Fatherland

Review - Fatherland at the Lyric Hammersmith

Will Longman
Will Longman

Watching Fatherland at the Lyric Hammersmith, you know this very personal play is going to affect everyone in the room very differently. 'Dad' is a very personal word; it can conjure feelings of pride, love, loss and regret. What Fatherland does is create a weaving tapestry of what fatherhood means to 15 people interviewed for the piece, from men finding out they are to become dads to the last time they spoke to their father, in a remarkably honest piece of theatre.

It's all very meta-theatre: the three main characters are the creatives, playwright Simon Stephens (writer of hit play Curious Incident...), director Scott Graham of company Frantic Assembly, and Underworld musician Karl Hyde. They embark on a journey across Britain to uncover stories, and set them to dances and music.

Hyde's songs like "If Only You Knew" are boisterous, the kind you can imagine chanted from the terraces.

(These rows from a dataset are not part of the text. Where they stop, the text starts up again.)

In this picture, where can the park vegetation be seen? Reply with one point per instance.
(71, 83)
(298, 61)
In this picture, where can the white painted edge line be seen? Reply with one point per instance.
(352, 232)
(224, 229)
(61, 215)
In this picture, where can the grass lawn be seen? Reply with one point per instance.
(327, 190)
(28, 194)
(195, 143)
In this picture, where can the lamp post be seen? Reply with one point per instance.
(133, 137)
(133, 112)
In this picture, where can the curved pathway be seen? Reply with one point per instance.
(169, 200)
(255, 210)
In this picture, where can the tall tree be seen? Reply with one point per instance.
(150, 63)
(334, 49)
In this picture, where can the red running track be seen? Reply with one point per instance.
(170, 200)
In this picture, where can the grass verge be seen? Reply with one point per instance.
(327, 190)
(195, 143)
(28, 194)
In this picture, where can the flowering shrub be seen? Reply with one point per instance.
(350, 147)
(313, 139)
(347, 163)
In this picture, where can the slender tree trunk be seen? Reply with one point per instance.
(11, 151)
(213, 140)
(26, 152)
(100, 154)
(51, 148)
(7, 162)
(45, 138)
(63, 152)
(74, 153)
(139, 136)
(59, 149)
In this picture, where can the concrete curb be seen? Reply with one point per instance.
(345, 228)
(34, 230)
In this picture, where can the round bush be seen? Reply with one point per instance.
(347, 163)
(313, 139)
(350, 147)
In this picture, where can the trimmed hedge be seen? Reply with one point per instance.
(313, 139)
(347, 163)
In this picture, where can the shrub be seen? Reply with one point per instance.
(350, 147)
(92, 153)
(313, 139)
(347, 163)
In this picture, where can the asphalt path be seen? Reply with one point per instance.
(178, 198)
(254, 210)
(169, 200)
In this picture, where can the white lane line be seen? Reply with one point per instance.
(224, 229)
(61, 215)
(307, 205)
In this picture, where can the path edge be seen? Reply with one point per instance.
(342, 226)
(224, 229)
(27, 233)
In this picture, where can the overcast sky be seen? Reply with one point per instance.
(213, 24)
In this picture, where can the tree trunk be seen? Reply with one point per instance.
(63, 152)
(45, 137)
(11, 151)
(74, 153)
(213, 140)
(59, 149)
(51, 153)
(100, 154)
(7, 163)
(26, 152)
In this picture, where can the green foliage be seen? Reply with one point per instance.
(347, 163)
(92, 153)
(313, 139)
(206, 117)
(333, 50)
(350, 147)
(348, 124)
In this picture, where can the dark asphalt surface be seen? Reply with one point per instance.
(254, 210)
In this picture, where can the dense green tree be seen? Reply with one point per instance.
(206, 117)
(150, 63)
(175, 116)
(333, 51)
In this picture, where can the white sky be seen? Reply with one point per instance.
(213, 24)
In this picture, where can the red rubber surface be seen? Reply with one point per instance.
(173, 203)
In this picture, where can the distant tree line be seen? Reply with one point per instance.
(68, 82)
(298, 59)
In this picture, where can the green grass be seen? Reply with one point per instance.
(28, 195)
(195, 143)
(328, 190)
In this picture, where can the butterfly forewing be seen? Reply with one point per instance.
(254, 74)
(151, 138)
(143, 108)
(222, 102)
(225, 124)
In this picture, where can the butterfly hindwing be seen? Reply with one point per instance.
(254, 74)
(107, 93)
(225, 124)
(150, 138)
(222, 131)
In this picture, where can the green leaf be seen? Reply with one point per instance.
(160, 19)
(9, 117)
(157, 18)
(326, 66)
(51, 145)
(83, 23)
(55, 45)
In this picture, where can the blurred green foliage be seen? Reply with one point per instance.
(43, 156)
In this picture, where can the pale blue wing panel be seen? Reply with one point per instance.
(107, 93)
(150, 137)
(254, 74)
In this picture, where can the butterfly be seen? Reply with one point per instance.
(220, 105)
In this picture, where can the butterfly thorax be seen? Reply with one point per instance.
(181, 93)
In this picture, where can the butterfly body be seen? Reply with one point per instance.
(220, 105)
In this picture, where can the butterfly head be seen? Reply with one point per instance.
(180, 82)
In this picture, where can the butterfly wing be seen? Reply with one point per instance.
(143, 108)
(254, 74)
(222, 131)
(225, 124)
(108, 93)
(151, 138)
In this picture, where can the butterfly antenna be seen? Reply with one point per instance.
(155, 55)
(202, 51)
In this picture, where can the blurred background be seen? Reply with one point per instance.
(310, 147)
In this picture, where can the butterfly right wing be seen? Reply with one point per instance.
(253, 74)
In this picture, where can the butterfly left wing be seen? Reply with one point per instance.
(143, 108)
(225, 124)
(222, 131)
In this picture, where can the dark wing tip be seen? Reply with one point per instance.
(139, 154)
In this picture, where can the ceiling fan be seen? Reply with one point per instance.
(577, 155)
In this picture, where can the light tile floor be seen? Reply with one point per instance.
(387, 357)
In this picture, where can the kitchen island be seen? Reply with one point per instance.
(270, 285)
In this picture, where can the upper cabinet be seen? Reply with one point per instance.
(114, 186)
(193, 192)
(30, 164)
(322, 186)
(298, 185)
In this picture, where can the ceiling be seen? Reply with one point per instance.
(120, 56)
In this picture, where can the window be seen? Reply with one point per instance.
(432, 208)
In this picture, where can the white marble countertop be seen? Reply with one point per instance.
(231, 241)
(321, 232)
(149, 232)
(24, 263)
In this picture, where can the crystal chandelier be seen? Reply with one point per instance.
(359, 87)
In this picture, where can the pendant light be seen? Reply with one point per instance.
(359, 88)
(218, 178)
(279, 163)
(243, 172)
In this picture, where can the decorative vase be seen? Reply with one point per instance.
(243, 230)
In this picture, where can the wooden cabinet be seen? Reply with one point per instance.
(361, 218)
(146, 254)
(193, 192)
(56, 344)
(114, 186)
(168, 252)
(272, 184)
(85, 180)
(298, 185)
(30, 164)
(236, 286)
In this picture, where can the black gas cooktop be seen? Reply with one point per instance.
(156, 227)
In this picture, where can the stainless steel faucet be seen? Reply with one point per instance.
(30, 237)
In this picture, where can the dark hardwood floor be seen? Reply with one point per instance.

They really come into their own when the onstage cast are joined by hoards of voices in the aisles of the stalls and circles, who remind us that these stories are real, and we each have our own. More tender piece like see an older man literally bouncing off the walls with pride as he screams to the world "This is my son", while a firefighter telling the story of how he pulled an abandoned man out of a flat whose death had gone unnoticed since his sons never visited, is as gruesome as it is heart-breaking.

Although the piece really comes into its own when the three characters are asked "what's your story?" They ask the questions, and they set out for answers, but why can't they provide their own answers? They do, rounding off this self-indulgent (by their own admission) piece of theatre.

At the centre of the piece is Mark Arends (Hyde), Declan Bennett (Graham) and Nayasha Hatendi (Stephens) who play the creatives with the intention for the audience to paint their own pictures and write their own stories. It's a play that will have you sharing tales in the bar afterwards. However, we only get a snapshot into each interview, and perhaps focussing in on a smaller range of stories might help the piece theatrically.

While it is a bracing portrait of modern masculinity, and I can't help but feel a sequel with three female creatives about motherhood would be as equally as enlightening, and should be on the cards.